Running on a cluster
------------------------

When you choose to run the simulations on the compute cluster, the first thing 
is to setup the environment for this project on the remote server.  You only 
need to do this once for each experiment::

    $ abed setup

This command sets up the remote directory structure and copies over the 
datasets. It might be useful to take a look at how Abed sets up this remote 
structure. More info on this remote setup can be found in the :doc:`tutorial`.  
Now, it's time to start the simulations with a simple::

    $ abed push

Abed will push the latest version of the Git repository contents to the 
compute cluster, unpack everything there in the ``current`` directory, 
generate a PBS file based on your settings, and submit the job to the queue.  
When all tasks are finished, you can retrieve the compressed results with the 
command::

    $ abed pull

This command downloads the bzipped archives from the ``current`` directory in 
the project folder on the cluster, unpacks them in the staging directory 
(:setting:`STAGE_DIR`), and finally move the results to the 
:setting:`RESULT_DIR`. In this result directory the result files will be 
organized in a hierarchy based on the method and the dataset, for easy lookup.  
The ``pull`` command ends with updating the :setting:`TASK_FILE`, removing the 
hash of tasks that are finished. You can see the remaining tasks with the 
command::

    $ abed status

If more tasks need to be done, you can push again to the compute cluster now.  
The process of pushing and pulling can be automated using the command::

    $ abed auto

For this to be useful however, it is adviced to configure password-less login 
to the compute cluster by exchanging SSH keys.

Running locally
---------------

If you prefer to run the simulations for this example locally, you can do so 
quite easily with Abed.

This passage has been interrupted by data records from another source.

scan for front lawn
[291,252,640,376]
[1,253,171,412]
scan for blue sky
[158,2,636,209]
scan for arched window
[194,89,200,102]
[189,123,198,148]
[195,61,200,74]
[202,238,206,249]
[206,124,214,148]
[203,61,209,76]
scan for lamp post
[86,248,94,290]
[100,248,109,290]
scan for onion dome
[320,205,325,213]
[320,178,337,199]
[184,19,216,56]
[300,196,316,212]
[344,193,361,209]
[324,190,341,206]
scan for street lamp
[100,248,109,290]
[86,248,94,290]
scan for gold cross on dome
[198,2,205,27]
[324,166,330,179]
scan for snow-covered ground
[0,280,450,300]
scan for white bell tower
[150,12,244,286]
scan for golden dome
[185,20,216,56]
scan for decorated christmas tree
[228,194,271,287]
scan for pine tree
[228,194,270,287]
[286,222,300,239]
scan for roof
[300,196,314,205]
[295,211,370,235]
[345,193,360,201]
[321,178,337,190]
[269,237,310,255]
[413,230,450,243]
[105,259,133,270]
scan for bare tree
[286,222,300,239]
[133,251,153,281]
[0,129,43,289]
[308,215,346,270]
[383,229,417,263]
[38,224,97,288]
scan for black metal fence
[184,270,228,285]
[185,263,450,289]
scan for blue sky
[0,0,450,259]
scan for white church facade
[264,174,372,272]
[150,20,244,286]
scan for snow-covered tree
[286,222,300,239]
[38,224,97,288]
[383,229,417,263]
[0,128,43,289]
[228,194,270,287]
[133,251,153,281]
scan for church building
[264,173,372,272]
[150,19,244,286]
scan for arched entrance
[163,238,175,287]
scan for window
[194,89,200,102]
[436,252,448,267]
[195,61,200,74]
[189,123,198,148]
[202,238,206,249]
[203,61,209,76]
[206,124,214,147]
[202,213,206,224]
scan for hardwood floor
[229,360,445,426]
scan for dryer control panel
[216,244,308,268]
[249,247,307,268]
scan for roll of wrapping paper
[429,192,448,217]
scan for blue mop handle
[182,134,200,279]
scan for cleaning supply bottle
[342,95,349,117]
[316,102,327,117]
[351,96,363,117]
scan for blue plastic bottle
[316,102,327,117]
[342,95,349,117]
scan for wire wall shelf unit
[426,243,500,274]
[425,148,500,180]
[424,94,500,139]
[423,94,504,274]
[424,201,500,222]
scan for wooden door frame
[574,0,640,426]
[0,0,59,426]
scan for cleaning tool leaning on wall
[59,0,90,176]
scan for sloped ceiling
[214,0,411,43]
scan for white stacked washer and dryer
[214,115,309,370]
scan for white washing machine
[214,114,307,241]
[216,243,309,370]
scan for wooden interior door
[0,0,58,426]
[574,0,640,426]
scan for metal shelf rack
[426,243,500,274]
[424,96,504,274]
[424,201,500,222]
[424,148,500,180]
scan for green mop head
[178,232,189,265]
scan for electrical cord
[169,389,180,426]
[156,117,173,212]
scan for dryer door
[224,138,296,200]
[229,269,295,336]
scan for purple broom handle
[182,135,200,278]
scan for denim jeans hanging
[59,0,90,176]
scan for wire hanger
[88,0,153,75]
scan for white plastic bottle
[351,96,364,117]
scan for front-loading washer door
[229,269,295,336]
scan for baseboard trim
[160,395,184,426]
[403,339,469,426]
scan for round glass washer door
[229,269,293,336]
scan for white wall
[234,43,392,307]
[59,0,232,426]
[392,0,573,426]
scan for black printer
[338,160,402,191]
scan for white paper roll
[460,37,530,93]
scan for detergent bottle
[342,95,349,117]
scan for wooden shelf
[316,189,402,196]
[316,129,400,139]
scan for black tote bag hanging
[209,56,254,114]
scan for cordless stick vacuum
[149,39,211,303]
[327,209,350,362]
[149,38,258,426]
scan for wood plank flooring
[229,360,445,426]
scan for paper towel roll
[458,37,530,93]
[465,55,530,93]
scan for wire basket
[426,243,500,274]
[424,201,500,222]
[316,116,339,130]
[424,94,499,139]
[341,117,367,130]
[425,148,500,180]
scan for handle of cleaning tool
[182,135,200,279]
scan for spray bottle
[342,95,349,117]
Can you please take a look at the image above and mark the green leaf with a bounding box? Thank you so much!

The command you need to run is::

    $ mpiexec abed local

Note that ``mpiexec`` may automatically select the number of cores that are 
used. Please refer to the documentation of the command (``man mpiexec``) for 
more info. Running these computations should not take more than a few minutes.  
The results of these computations will be placed in the :setting:`STAGE_DIR` 
during the computations, and will be organized into the :setting:`RESULT_DIR` 
as a last step. When the computations are finished, the task list needs to be 
updated with the command::

    $ abed update_tasks

If everything went correctly, Abed will show that there are no more tasks to 
be done.

Analyzing the Results
=====================

When Abed detects that all tasks have finished, it will automatically generate 
the summary files from the results. If this fails for some reason, the 
command::

    $ abed parse_results

does the same.

Two types of summary files are generated: text files and HTML pages. The text 
files are simple text tables, whereas the HTML pages include both tables and 
figures. Here, we will focus on the HTML pages. To view the results, type::

    $ abed view_results

This should open your browser and show the main result page of your project.  
At the top of the page you will see links to various tables and figures which 
you can use to explore your results. For a more detailed description of how to 
analyse the results, see :doc:`analysis`.